On the other hand, if the preferred node becomes suboptimal, we should
increase the scan frequency to quickly find a better placement. The scan
period is therefore dynamically adjusted.
Signed-off-by: Jianyong Wu <wujianyong@xxxxxxxx>
---
Hi ChenYu, Tim, Gengkun,
I have another approach to address this issue, based on the observation
that the scan work can be canceled if the preferred node is stable.This
patch merely demonstrates the idea, but still needs more testing to
verify its functionality. I'm sending it out early to gather feedback and
opinions.
Thanks for providing this patch.
if (work->next == work) {
@@ -1728,7 +1734,7 @@ static void task_cache_work(struct callback_head *work)

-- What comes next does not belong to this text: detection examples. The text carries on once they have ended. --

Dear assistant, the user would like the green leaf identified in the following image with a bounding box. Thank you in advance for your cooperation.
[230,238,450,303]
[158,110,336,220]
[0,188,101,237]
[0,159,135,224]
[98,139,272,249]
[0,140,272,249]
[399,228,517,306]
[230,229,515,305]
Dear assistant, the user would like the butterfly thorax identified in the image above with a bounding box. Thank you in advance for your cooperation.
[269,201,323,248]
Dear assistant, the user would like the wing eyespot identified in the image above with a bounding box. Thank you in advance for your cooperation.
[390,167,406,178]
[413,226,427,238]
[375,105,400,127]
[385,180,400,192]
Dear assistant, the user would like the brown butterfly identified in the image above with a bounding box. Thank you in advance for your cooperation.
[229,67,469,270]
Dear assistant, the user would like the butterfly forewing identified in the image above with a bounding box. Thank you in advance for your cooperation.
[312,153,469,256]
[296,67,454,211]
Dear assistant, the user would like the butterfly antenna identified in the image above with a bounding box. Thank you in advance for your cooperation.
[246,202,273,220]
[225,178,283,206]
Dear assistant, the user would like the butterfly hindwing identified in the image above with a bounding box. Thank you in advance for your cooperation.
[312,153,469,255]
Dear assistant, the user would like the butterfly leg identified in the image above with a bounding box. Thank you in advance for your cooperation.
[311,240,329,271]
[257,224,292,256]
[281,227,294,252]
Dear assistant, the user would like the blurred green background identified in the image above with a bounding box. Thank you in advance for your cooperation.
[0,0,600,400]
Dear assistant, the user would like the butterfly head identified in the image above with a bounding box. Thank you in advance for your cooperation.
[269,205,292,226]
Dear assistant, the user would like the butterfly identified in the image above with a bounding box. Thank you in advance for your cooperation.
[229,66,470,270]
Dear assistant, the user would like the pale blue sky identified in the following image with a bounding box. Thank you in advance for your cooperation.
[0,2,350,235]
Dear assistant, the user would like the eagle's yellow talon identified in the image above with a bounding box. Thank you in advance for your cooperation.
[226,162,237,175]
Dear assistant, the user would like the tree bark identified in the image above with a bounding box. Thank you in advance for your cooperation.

struct task_struct *p = current, *cur;
unsigned long curr_m_a_occ = 0;
struct mm_struct *mm = p->mm;
- unsigned long m_a_occ = 0;
+ unsigned long m_a_occ = 0, need_scan = 0, now;
cpumask_var_t cpus;
u64 t0, scan_cost;
@@ -1753,6 +1759,12 @@ static void task_cache_work(struct callback_head *work)

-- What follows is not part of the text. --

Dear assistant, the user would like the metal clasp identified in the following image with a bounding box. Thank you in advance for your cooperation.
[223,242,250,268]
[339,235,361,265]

t0 = sched_clock_cpu(curr_cpu);
+ now = jiffies;
+ if (time_before(now, READ_ONCE(mm->sc_stat.next_scan)))
+ return;
+
I agree that limiting the scan rate would be useful,
and your above change is actually similar to what NUMA balancing
did in task_numa_work(). It allows only one thread within the
same process to perform the statistics calculation, which avoids
redundant computation.
+ WRITE_ONCE(mm->sc_stat.next_scan, (now + mm->sc_stat.scan_period));
+
I suppose the above should be try_cmpxchg()?
That is to say, with your above change, we have already limited the scan
ratio for multi-threaded processes significantly. There appears to be no
need to perform adaptive adjustment of scan_period - the benefit of introducing
an adaptive scan_period may not offset the overhead of frequent writing to the
"global" mm->sc_stat.scan_period due to c2c?
thanks,
Chenyu